New York: Google’s methods for Internet search and ranking of websites are being scrutinised by the Texas’s Attorney General — yet another case of authorities closely looking at the core business of the company.
The Attorney General’s move comes in the wake of allegations from small companies that they were not fairly ranked by Google when their names come up during the Internet search.
“We’ve recently been approached by Texas Attorney General Greg Abbott’s office, which is conducting an antitrust review of Google,” the search engine major’s deputy general counsel Don Harrison has said.
In a blog posted on Friday, Harrison pointed out that the firm works hard to explain its approach to Net search and how its ranking works.
Abbott’s office has asked for information about a number of companies, including British price comparison site Foundem, which claim that Google’s algorithms demote their site “because they are a direct competitor to our search engine”.

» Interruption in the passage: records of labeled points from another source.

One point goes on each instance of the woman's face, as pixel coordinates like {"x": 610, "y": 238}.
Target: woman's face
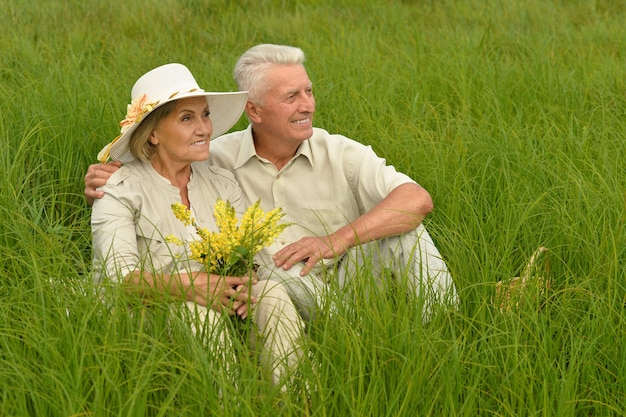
{"x": 184, "y": 135}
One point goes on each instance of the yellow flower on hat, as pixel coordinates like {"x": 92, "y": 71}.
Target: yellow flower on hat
{"x": 135, "y": 112}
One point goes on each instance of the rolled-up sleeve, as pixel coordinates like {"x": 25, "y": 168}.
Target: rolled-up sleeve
{"x": 115, "y": 247}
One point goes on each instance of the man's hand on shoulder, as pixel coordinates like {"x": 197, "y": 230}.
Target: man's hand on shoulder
{"x": 97, "y": 175}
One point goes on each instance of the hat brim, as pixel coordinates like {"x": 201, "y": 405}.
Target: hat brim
{"x": 226, "y": 110}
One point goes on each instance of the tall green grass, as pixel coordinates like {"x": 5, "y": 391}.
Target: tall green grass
{"x": 511, "y": 113}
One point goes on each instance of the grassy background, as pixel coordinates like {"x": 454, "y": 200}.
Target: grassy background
{"x": 511, "y": 113}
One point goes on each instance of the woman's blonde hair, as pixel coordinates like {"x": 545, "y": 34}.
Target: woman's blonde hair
{"x": 139, "y": 144}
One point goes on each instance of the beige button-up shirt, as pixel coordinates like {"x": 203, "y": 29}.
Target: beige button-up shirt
{"x": 130, "y": 223}
{"x": 330, "y": 182}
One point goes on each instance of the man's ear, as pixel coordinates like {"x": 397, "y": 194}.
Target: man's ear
{"x": 153, "y": 139}
{"x": 253, "y": 111}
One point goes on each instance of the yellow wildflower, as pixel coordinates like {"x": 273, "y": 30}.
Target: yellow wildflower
{"x": 231, "y": 250}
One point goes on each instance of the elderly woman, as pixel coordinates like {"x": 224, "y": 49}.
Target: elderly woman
{"x": 165, "y": 136}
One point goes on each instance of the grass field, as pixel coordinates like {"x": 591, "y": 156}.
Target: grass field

According to the blog, Foundem is backed by ICOMP, an entity that is largely funded by Microsoft.
“Given that not every website can be at the top of the results, or even appear on the first page of our results, it’s unsurprising that some less relevant, lower quality websites will be unhappy with their ranking,” Harrison noted.
Asserting that the company’s success is by “building great products” and not by locking in its users or advertisers, he said that as Google grows, “we’re going to face more questions about how our business works”.
He added the company is looking forward to cooperate with the Texas Attorney General’s office.
Going by reports, the European Commission is also looking into a complaint against Google.